He has co-authored two textbooks in performance studies with Carol Simpson Stern: Performance: Texts and Contexts (Longman) and Learning to Perform: An Introduction (Northwestern). He also co-edited, with Noam Ostrander, Understanding Disability Studies and Performance Studies (Routledge), and is currently under contract with Harrington Park Press to write an undergraduate textbook in LGBTQ/Queer Studies, tentatively titled Introducing Queer Studies: Beyond Binaries (expected completion, 2016). He was Editor in Chief of Text and Performance Quarterly and Disability Studies Quarterly. He has written more than thirty other publications in various journals, reference works, and edited volumes. He is also a frequent performer and director, most recently of the one-person show Last Summer in Milledgeville: The Misfit's Playhouse, based on the writings of Flannery O'Connor and his recent time as an NEH Summer Scholar at Georgia College. In addition to his textbook, current research focuses on the intersections of disability, race, and sexuality in literature, performance, and culture of the American South, as well as masculinities and disability in general.
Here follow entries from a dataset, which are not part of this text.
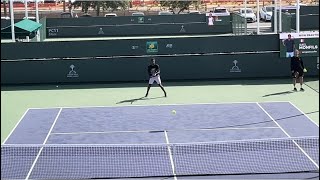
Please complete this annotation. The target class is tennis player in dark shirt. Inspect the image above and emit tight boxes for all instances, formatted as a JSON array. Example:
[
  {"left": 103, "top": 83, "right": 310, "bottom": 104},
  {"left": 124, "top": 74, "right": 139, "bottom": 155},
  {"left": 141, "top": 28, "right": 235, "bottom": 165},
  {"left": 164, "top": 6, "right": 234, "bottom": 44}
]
[
  {"left": 291, "top": 50, "right": 304, "bottom": 91},
  {"left": 145, "top": 58, "right": 167, "bottom": 97}
]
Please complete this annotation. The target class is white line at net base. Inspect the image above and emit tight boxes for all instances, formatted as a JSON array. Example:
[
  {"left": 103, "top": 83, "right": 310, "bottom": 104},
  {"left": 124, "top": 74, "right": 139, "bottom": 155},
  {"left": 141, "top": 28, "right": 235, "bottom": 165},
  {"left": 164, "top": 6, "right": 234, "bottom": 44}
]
[
  {"left": 25, "top": 108, "right": 62, "bottom": 180},
  {"left": 257, "top": 103, "right": 319, "bottom": 170},
  {"left": 51, "top": 126, "right": 280, "bottom": 135},
  {"left": 1, "top": 136, "right": 319, "bottom": 147},
  {"left": 26, "top": 101, "right": 289, "bottom": 109},
  {"left": 289, "top": 101, "right": 319, "bottom": 127},
  {"left": 2, "top": 109, "right": 29, "bottom": 144}
]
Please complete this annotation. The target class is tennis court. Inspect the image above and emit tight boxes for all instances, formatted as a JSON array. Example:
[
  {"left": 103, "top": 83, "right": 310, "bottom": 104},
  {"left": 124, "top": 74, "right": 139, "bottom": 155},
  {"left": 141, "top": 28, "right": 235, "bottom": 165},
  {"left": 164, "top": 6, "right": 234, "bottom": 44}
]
[{"left": 1, "top": 101, "right": 319, "bottom": 179}]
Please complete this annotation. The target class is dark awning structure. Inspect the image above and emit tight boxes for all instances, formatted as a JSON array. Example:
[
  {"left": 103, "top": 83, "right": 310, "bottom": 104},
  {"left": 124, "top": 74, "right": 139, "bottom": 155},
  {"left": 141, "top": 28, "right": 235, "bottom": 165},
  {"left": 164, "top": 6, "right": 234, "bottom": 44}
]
[{"left": 1, "top": 19, "right": 42, "bottom": 39}]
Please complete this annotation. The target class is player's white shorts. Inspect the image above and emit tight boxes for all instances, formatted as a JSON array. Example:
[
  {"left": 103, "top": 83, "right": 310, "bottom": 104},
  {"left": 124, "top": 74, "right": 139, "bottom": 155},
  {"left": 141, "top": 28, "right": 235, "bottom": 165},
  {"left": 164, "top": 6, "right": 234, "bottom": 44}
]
[
  {"left": 149, "top": 75, "right": 161, "bottom": 84},
  {"left": 286, "top": 52, "right": 294, "bottom": 57}
]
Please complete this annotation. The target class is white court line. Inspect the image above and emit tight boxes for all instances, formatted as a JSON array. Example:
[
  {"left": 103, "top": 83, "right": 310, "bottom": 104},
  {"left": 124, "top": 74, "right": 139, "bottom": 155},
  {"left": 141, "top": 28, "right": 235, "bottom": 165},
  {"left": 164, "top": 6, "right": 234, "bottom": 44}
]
[
  {"left": 257, "top": 103, "right": 319, "bottom": 169},
  {"left": 25, "top": 108, "right": 62, "bottom": 180},
  {"left": 164, "top": 131, "right": 177, "bottom": 180},
  {"left": 289, "top": 101, "right": 319, "bottom": 127},
  {"left": 2, "top": 108, "right": 29, "bottom": 144},
  {"left": 4, "top": 136, "right": 319, "bottom": 147},
  {"left": 51, "top": 126, "right": 279, "bottom": 135},
  {"left": 30, "top": 101, "right": 289, "bottom": 109}
]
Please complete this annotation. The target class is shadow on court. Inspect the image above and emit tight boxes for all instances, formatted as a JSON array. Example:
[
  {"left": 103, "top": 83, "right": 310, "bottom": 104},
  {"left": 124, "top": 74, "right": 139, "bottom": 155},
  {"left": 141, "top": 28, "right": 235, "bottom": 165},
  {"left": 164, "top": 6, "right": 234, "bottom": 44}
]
[{"left": 116, "top": 96, "right": 164, "bottom": 104}]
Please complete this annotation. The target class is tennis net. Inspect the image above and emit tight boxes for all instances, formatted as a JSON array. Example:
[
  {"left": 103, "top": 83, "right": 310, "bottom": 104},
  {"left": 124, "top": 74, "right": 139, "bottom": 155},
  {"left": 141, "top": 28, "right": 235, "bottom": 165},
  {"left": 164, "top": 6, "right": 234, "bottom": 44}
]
[{"left": 1, "top": 136, "right": 319, "bottom": 179}]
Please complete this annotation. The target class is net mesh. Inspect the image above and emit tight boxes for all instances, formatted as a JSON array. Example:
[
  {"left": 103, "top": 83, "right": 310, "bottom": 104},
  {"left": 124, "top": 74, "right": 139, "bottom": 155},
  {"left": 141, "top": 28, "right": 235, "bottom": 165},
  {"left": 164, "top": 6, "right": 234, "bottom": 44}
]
[{"left": 1, "top": 137, "right": 319, "bottom": 179}]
He has served widely, both at home institutions and more broadly at disciplinary and organizational levels. At Ithaca College, he was a member for eight years of the All-College Tenure and Promotion Committee, serving twice as chair. He also served as officer (including president) of the college's chapter of Phi Kappa Phi, IC's only all-college honor society. Within the National Communication Association, he has served leadership roles in both the Performance Studies Division and the Disability Issues Caucus (including Vice-Chair and Chair of both units), as well as a term on the Diamond Anniversary Monograph Award Committee (including Chair) and currently serves on the Lilla A. Heston Award for Outstanding Scholarship in Interpretation and Performance Studies and on the National Review Board for Performance Studies. He has also served on the Legislative Assembly, the Affirmative Action Committee, and the Committee on Committees. He served as Vice Chair and Chair of the Interpretation and Performance Studies Interest Group of the Eastern Communication Association. He also served a term on the Board of Directors of the Society for Disability Studies.
Dr. Henderson has received a number of honors, including the Lilla A. Heston Award for Outstanding Scholarship in Interpretation and Performance Studies from the National Communication Association in 2011, as well as the Distinguished Service Award from the Performance Studies Division. At Ithaca College, he received the Faculty Excellence Award and was inducted as faculty member of Phi Kappa Phi. He has received five summer seminar/institute fellowships from the National Endowment for the Humanities.